Como ningún partido ha logrado por si mismo convertirse en una opción mayoritaria, la única opción de promover cambios políticos significativos es formando coaliciones de gobierno. Esto plantea una pregunta esencial: ¿es factible generar un marco cooperativo de los diferentes mundos progresistas hoy? El actual estado de fragmentación política y las ambigüedades programáticas hace improbable este escenario. Varios líderes más críticos –del Frente Amplio, por ejemplo—, no están dispuestos a participar de una coalición con los sectores más moderados de la izquierda y del centro político. Por su parte, varios líderes del PDC sostienen que no formarían nuevamente una alianza con el PC. Predominan tendencias de buscar el “camino propio”, aumentar el caudal de votaciones y acceder en un futuro más lejano al poder.

A todo ello se suma un marco de participación electoral decreciente debido a la introducción del voto voluntario. Con tasas de participación electoral inferiores al 50%, los partidos han definido nichos electorales muy acotados y en los que los sectores socioeconómicos más bajos dejan de participar. Las instituciones representativas pierden valor y la calle –caracterizada por ser escenario de protestas– se convierte en el mecanismo más efectivo para obtener beneficios sociales. Esta lógica política profundiza las desigualdades dado que los grupos que tienen mayores capacidades de organización pueden incidir en el proceso político de modo más efectivo. Los pobres, los indígenas, los inmigrantes, los niños y los adultos mayores se convierten en los sectores más postergados de la sociedad y carentes de representación política.

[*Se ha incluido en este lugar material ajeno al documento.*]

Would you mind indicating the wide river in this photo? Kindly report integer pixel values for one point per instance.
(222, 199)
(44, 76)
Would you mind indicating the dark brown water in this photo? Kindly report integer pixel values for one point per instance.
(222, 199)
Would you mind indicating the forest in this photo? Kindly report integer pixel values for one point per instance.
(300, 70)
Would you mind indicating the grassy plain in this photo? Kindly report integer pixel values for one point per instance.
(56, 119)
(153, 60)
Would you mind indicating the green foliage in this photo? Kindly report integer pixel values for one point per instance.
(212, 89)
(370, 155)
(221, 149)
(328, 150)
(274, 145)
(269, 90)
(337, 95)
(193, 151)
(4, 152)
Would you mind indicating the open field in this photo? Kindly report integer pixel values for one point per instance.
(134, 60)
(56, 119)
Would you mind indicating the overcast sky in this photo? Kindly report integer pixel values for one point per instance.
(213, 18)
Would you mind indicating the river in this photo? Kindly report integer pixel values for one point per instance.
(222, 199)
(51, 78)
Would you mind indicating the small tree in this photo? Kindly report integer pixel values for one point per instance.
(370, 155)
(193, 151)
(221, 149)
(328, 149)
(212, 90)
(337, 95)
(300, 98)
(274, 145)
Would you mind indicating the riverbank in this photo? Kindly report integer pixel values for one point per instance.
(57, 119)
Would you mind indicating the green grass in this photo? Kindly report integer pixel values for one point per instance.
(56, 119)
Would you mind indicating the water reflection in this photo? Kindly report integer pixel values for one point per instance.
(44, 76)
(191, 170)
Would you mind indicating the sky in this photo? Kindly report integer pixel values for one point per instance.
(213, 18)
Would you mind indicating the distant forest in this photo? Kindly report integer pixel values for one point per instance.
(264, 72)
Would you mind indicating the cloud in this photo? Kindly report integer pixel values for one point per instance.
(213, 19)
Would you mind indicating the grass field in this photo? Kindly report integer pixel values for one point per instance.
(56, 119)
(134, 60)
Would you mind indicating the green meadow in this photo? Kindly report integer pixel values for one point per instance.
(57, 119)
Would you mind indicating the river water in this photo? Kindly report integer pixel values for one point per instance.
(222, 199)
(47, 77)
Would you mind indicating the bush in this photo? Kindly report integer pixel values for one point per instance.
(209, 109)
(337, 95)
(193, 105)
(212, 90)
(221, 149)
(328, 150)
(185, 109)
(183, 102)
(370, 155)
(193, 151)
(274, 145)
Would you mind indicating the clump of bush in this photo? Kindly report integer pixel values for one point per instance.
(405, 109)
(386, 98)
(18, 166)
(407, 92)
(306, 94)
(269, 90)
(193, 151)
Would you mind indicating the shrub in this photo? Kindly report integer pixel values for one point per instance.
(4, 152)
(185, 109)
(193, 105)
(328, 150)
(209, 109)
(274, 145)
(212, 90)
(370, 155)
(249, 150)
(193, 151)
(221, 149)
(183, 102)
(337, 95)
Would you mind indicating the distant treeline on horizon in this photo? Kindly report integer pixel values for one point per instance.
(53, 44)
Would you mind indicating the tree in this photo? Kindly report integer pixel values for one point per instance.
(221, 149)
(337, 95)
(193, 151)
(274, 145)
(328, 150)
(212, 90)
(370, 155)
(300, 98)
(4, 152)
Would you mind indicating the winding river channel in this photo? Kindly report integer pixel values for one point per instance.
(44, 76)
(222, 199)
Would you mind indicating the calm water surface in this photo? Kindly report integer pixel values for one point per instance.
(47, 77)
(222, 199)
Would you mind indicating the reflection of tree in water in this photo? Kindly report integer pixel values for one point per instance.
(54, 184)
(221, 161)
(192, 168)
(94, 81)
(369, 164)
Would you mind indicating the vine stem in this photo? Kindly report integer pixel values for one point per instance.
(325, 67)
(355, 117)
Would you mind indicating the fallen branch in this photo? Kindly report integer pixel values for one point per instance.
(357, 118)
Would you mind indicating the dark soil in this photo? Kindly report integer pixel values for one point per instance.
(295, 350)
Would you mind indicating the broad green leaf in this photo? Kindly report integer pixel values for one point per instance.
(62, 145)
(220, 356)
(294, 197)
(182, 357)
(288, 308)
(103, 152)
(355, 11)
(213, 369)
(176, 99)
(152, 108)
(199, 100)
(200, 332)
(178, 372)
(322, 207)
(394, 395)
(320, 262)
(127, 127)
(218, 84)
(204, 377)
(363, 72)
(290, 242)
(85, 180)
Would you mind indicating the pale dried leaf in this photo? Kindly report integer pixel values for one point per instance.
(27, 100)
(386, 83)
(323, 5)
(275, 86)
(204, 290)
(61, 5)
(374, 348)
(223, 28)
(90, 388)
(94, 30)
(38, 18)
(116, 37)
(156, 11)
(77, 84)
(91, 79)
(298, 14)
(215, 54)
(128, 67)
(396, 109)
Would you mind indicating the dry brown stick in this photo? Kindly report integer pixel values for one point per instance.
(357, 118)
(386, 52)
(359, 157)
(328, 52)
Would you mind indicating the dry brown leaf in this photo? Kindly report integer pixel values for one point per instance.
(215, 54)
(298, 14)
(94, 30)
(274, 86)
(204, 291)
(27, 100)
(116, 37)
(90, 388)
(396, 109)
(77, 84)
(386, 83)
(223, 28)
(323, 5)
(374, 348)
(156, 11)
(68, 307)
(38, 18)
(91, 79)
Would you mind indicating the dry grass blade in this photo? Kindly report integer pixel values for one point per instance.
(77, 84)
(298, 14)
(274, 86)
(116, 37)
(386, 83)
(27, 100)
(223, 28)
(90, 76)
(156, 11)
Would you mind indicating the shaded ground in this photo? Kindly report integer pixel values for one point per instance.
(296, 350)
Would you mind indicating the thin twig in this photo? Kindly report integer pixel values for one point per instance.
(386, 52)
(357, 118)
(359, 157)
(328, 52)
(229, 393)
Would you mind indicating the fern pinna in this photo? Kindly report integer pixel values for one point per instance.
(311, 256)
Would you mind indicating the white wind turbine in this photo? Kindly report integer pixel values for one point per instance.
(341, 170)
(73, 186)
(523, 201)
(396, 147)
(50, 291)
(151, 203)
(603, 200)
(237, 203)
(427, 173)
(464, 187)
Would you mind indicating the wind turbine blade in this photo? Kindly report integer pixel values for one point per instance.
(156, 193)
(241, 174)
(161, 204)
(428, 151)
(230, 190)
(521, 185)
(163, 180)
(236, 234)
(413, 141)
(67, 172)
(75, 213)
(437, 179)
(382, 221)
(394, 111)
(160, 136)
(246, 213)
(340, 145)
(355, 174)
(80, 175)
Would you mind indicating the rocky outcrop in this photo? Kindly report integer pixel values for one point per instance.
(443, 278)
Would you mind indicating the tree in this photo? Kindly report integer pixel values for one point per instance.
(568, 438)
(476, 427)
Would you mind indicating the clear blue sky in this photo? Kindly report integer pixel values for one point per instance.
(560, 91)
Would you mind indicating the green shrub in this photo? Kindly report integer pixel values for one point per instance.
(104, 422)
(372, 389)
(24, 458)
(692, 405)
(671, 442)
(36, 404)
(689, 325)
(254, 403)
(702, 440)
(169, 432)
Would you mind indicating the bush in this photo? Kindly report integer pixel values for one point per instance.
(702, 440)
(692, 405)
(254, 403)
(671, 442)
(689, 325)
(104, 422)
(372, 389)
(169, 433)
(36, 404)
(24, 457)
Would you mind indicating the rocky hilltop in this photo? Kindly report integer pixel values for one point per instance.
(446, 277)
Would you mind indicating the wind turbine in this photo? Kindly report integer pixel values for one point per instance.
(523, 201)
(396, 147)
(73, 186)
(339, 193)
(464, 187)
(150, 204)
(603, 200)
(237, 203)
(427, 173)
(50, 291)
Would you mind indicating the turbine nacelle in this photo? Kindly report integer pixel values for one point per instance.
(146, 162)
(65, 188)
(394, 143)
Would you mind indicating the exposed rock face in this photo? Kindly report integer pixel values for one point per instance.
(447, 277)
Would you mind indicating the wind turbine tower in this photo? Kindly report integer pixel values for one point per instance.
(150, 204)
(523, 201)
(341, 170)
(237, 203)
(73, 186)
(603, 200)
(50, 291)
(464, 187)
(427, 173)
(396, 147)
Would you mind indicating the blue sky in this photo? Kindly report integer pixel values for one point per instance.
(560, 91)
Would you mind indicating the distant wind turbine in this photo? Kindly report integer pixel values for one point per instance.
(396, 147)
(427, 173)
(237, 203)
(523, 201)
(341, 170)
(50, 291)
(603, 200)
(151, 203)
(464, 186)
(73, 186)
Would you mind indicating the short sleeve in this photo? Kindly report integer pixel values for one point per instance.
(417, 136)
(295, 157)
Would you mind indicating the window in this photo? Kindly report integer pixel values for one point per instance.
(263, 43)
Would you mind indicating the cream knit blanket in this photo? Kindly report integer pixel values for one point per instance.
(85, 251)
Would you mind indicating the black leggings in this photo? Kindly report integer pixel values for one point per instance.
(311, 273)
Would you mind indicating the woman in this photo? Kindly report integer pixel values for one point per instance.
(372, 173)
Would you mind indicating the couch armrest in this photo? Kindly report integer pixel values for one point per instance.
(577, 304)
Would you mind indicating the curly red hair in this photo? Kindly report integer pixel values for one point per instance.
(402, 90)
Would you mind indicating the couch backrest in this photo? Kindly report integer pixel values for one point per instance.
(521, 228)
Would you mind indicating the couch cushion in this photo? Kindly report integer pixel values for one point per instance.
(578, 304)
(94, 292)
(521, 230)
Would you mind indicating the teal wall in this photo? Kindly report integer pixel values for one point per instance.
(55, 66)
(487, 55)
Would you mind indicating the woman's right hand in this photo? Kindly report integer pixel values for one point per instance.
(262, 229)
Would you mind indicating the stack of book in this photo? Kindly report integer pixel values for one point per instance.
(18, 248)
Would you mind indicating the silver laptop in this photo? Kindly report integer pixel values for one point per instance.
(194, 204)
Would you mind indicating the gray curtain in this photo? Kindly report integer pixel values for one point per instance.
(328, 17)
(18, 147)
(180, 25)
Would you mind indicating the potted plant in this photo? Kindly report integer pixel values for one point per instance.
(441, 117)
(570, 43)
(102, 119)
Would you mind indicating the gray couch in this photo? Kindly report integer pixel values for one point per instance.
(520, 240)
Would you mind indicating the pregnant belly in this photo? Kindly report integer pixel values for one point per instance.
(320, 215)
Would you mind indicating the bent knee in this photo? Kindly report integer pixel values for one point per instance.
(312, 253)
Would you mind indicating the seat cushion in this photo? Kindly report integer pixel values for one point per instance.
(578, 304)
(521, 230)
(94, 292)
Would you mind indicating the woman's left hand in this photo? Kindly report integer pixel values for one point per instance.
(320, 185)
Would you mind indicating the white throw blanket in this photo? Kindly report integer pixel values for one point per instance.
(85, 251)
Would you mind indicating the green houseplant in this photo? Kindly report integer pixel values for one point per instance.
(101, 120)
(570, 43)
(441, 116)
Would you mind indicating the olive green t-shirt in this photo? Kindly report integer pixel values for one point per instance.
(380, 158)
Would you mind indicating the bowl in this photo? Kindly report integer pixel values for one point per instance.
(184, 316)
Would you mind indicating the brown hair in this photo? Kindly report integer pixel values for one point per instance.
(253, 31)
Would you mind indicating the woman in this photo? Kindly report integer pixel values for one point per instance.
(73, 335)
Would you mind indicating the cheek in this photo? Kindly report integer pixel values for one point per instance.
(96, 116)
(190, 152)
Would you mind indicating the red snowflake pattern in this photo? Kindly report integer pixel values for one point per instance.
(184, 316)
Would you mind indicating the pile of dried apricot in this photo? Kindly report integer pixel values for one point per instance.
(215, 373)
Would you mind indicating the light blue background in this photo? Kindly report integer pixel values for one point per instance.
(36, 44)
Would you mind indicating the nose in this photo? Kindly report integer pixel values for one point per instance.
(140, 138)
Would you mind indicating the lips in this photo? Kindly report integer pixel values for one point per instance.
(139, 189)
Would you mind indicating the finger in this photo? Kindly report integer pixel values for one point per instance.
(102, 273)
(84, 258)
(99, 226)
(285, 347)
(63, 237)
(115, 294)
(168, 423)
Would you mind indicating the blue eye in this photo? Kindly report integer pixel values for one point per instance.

El escenario no es para nada promisorio para el progresismo dado que prima la división por sobre el entendimiento, la segmentación por sobre la construcción de mayorías sociales, y el dogmatismo por sobre consideraciones estratégico-electorales para acceder al poder. La necesidad de transformar los fundamentos sobre las que se fundó el modelo neoliberal de Chile es el gran éxito cultural del progresismo. La fragmentación que ha ocasionado en esas mismas fuerzas transformadoras es su gran derrota.